Technology, Storage and Data Format Choices

This post is part of a Series on the Lambda Architecture. It was written in collaboration with Boxever and first posted on Medium.

Overview

As we discussed in our previous post outlining this series, when we started out on this journey, all our data was stored in a single monolithic Cassandra database. This meant that we had a huge number of unknowns to solve. Simple questions were unanswerable such as how many entities of type A did we have (remember that we couldn’t read all of our data out of the monolith cluster)? What size would all our data be in format X or Y? How long would it take to rebuild view Z? What was the best framework? Would our bottleneck be storage speed, network, cpu or memory? It’s difficult to plan too far ahead when you cannot answer these basic questions and so as we progressed through each stage in the pipeline, we had to analyse what we learned from the previous stages, and see if this had any impact on how we approached the subsequent stage.

A few months before we started implementing the re architect, we had to deliver a Batch Import product feature. While this was delivered within the existing architecture, it allowed us to familiarise ourselves with the myriad of technology choices available in this space (albeit for a different use case). There are a number of initial choices you have to make which can become important later. All choices can be changed later of course as you learn more or as spaces evolve. That being said, it is important to weigh up your options correctly at the beginning.

The main initial choices we had to make were:

We will not provide an exhaustive description of each or why we chose each but we will attempt to communicate our key reasons briefly. Two options which we left to make until we progressed further were the serving datastores for the speed view and for the read-only batch view.

Storage System

When it comes to distributed, highly available file based storage systems you really only have two choices - HDFS or S3. HDFS requires that you run and manage a highly available (multi-zone) Hadoop cluster full time. We run everything on AWS and EMR is the AWS hosted Hadoop offering. However, EMR runs in a single zone for performance reasons which means an EMR HDFS cluster it is not highly available and cannot be used as a highly available datastore. Managing your own cluster is expensive and requires real operational experience with Hadoop (which we did not have at the time). In addition to this, with a single HDFS cluster you end up having to worry about scaling the cluster as your data grows and jobs competing for resources, disk throughput and network bandwidth and sometimes you end up with multiple clusters because of this. The transfer of data between clusters can be slow which adds another dimension to your scaling and operational problems.

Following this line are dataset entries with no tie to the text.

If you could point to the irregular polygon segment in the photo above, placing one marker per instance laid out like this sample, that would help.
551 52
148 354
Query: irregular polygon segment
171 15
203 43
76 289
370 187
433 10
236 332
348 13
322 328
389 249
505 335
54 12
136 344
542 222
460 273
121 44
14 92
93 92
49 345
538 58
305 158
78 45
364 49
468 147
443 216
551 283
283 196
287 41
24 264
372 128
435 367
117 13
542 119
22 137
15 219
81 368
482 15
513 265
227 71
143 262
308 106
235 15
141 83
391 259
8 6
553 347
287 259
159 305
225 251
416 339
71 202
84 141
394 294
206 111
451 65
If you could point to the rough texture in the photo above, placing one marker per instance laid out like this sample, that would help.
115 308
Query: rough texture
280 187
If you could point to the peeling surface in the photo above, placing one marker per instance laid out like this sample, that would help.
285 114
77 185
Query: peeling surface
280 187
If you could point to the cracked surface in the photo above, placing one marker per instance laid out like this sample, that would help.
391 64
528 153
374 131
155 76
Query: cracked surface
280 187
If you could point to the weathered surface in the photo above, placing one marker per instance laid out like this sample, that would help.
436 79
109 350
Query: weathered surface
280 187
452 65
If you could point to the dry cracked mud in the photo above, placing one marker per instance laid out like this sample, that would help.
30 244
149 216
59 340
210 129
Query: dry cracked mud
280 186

Given we were already working within AWS, S3 was another option. With S3 we did not have to worry about managing a cluster ourselves. We did not have to think about the scaling issues associated with it and could plan our costs relatively easily because of this. We would also benefit from eleven nines durability and four nines availability probided by S3. Finally, we could have many jobs reading and writing to the same bucket, or different buckets at the same time without any impact in performance or cross job slowdown. Indeed, we have found that working with S3 the network bandwidth is typically our limiting factor! As an added benefit S3 provides versioning and lifecycle management which means you’re covered from accidental data removal or corruption. It integrates seamlessly with Glacier for archival and cheaper storage of data. S3 works out an order of magnitude cheaper for us than having a dedicated HDFS cluster.

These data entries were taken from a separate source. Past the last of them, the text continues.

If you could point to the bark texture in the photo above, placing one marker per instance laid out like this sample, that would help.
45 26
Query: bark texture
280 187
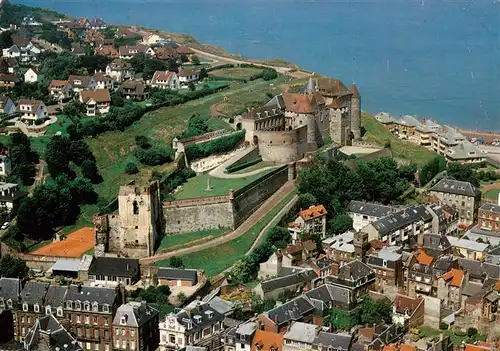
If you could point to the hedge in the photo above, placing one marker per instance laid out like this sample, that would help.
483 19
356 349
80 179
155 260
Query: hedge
216 146
236 167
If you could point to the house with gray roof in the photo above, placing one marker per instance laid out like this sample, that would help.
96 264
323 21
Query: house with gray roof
141 321
48 334
177 276
463 196
273 287
325 341
363 213
197 324
10 293
299 336
400 227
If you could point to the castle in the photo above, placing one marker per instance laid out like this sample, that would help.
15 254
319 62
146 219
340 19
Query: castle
135 230
292 124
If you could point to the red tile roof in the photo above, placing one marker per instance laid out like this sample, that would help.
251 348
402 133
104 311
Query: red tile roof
455 276
313 212
265 340
100 95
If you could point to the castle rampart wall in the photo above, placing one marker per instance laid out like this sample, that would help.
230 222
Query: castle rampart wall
194 215
249 198
283 147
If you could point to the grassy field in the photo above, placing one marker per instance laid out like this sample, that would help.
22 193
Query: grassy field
174 242
196 187
238 72
455 339
376 133
217 259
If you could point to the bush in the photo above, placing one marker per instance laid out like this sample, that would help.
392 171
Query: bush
154 156
131 168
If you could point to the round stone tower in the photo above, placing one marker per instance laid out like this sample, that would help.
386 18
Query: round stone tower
355 112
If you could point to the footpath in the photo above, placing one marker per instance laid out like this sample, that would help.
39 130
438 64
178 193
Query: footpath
254 218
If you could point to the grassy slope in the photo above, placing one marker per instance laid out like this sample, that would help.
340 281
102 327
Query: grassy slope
376 133
216 259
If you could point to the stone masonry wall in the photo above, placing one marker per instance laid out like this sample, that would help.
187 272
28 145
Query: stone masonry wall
198 214
249 198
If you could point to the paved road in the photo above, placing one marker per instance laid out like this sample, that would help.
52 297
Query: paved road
282 70
255 217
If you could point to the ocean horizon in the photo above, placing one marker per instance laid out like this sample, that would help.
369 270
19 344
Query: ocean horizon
431 58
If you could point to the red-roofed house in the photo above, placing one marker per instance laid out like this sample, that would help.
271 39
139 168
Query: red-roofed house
96 101
32 110
165 80
61 89
311 220
450 286
408 311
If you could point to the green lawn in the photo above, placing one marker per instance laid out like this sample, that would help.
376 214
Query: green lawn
216 259
377 133
196 187
493 194
238 72
455 339
174 242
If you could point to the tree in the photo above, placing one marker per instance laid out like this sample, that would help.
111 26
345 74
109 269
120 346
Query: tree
175 262
306 200
90 171
6 40
13 267
203 74
142 141
269 74
131 168
340 224
195 60
279 237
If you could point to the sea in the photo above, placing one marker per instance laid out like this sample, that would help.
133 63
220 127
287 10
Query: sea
436 59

Sometimes people worry about S3 consistency guarantees and some of the issues around availability and performance it had in the early days. As already mentioned above, the durability, availability and performance concerns are no longer valid and are difficult to match with custom solutions. S3 provides strong read-after-write consistency for PUTs of new objects which means consistency is not an issue either. One should be aware that for PUTs or DELETEs of existing objects, the guarantees are not as strong. See the AWS FAQ on the matter here. If accessing via EMR you have the option to use EMRFS for consistency even then).

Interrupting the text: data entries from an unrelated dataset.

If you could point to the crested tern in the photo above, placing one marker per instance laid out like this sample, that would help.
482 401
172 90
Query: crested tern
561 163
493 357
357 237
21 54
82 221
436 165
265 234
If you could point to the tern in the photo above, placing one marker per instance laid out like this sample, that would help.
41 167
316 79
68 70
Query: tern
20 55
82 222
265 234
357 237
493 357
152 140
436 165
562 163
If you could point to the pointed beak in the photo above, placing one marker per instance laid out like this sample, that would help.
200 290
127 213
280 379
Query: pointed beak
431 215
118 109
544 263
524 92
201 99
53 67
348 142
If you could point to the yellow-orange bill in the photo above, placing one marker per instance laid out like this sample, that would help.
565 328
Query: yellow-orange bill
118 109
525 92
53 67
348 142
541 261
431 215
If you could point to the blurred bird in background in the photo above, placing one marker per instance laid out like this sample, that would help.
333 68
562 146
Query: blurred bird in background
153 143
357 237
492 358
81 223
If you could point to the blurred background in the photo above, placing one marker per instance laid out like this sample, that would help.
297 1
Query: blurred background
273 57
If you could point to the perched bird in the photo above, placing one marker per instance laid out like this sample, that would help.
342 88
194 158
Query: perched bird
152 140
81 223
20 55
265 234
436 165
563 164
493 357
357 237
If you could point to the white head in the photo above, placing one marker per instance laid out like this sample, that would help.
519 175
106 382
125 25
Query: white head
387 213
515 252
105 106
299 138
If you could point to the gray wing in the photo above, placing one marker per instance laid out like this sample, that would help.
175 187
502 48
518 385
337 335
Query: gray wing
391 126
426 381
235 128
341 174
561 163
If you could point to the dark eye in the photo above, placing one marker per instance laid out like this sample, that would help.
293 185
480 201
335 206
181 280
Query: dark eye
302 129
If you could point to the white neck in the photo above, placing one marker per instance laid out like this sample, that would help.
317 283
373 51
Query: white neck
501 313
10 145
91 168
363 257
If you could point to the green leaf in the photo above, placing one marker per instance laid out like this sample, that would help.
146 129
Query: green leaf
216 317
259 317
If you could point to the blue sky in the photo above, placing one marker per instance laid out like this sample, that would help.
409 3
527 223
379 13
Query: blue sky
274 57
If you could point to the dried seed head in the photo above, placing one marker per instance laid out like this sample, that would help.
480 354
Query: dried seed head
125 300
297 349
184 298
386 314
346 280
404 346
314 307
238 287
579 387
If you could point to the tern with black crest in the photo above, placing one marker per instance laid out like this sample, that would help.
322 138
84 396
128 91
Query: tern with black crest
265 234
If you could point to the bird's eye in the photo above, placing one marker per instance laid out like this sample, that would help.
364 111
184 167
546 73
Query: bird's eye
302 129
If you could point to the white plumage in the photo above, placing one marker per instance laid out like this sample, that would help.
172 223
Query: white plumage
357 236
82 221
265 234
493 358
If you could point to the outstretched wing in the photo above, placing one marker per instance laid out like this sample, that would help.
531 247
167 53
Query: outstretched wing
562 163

Data Processing Framework(s)

In some ways, choosing EMR was easy. We wanted to be able to take advantage of the myriad existing big data tools ( S3DistCp etc) which only run on YARN. EMR is a really powerful hosted Hadoop environment. It works well with S3 and integrates tightly with auto scaling features in AWS and the spot instance market. This meant that we could easily scale up our computing power whenever we needed and equally importantly, scale it down when we no longer required it. An alternative to this would be to manage that ourselves or to pick a solution like Mesos. We did not however, have an existing Mesos cluster and we did not have the time, resources or expertise to look at implementing this and working through the unknowns. Hence, EMR it was! There were various challenges to configuring EMR to meet our requirements, especially around disk encryption which took some time to sort out (the EMR team were very helpful and disk encryption support is now a configuration option with EMR 5.x). We also experienced severe indigestion when upgrading from EMR 3.x to 4.x and 5.x.. The upgrade to a newer version is usually worth it but as usual with upgrades, hosted or otherwise, it is never simple!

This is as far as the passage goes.